What to do about WannaCry if you’re infected or if you’re not
- 16 May, 2017 02:46
Today is likely to be painful for many organizations all over the world that took the weekend off and are returning to the work-week to find hundreds or thousands of computers on their networks encrypted by WannaCry ransomware, which surfaced Friday and has been propagating ever since.
Estimates by law enforcement agency Europol estimated yesterday that more than 200,000 computers in 150 countries were infected, but with the worm continuing to spread to vulnerable Windows machines, that number will surely rise.
For those whose machines have not been infected, here’s what you need to do right away:
- Apply the Microsoft patch that will thwart the attack. It’s available here.
- If you can’t do that because you haven’t tested whether the patch will affect your software build, disable Server Message Block 1 (SMB1) network file sharing. That’s where the flaw is that it attacks.
- Consider closing firewall port 139, 445 or both because these are the ports SMB uses.
Longer term, to guard against similar future attacks you should:
- Consider segmenting networks so if an infection gets in, its spread can be restricted.
- Set up programs to patch as quickly as possible.
For those already infected:
- Go to your backups, wipe affected machines and rebuild them, making sure you patch them before putting them online.
- Consider paying the ransom, depending on how important the encrypted data is. It’s a judgement call.

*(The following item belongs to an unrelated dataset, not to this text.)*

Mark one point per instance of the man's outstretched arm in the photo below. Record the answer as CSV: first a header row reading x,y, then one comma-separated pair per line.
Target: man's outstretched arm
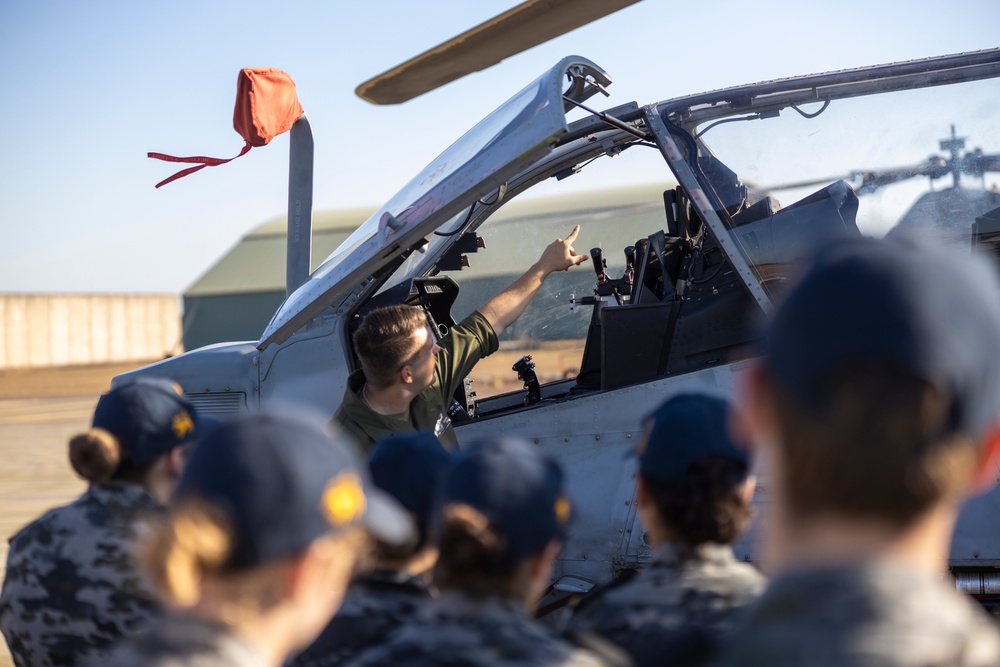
x,y
507,306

Here are some questions and answers about WannaCry:
Who is doing this?
So far nobody knows, but it could be anyone who took advantage of vulnerabilities discovered by the NSA and released publicly along with an attack that exploits it known as ETERNALBLUE.
What do they want?
Money, or more precisely, $300 worth of Bitcoin.
How successful are they?
If measured by machines infected and geographic range, pretty successful: 200,000 machines in 150 countries. If measured by ransom collected, not so successful: $26,000 total.
Why is it so successful?
Rather than relying solely on users clicking on malicious attachments or links, WannaCry can slip in without user action, then use the infected machine to spread the ransomware further. This has led some to call it a ransomworm. There are also reports of phishing attacks to get it started.

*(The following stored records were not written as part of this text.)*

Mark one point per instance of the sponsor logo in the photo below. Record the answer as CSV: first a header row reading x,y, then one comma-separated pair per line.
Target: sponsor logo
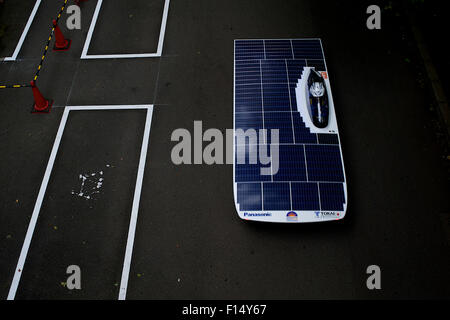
x,y
326,214
257,214
291,216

Is there a way to stop it?
WannaCry has a kill switch so the people behind it can stop its spread if they want to. The switch is an unregistered domain and so long as it remains unregistered, the infection will keep trying to spread. If the worm successfully connects to the domain, meaning it has become registered, then it stops trying to spread.

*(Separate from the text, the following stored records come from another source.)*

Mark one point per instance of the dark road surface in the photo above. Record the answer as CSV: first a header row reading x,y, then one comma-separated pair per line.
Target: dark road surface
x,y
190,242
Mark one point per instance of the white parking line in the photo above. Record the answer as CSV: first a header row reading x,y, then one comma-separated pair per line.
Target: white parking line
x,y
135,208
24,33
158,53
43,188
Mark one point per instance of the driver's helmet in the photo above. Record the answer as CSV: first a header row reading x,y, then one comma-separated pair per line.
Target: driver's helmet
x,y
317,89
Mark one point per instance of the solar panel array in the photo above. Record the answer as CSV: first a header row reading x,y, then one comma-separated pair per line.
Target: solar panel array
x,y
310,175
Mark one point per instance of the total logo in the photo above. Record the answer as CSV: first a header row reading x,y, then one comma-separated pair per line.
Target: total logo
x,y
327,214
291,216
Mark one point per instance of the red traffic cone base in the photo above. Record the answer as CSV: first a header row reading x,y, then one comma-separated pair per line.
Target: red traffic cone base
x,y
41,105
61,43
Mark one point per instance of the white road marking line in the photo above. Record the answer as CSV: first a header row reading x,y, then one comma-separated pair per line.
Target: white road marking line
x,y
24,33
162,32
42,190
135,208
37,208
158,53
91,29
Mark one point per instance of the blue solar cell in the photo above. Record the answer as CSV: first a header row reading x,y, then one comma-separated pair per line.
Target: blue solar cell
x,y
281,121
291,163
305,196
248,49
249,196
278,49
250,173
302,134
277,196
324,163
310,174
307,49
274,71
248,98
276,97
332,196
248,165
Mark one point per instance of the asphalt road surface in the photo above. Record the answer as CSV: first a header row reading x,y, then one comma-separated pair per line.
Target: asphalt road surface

Great! Why not register the domain?
One researcher has but the attackers created a new WannaCry version that uses a different domain for the kill switch. So the malware is being actively monitored and maintained.
So will it be around forever?
Yes, probably, but it will decline in its effectiveness. “It will persist for some time because there are thousands of vulnerable internet-connected systems,” according to a Splunk spokesperson. “Also, there may be copycat attacks that are proxy-aware or don't rely on hard-coded domain name checks.”
What machines are vulnerable?
A range of Windows client machines from Windows Vista through 10 to and Windows Server 2008, 2012 and 2016. The complete list for which there are Microsoft patches are here.
What’s with the NSA, hoarding a vulnerability like this?
They do this routinely and use the vulnerabilities and exploits they create to get into computer systems for intelligence purposes. The agency got compromised somehow and a group called Shadow Brokers has been posting the exploits online. This one was posted after Microsoft had issued a patch for it.
What does Microsoft think about that?
It is not happy. "This attack provides yet another example of why the stockpiling of vulnerabilities by governments is such a problem," says Microsoft President Brad Smith.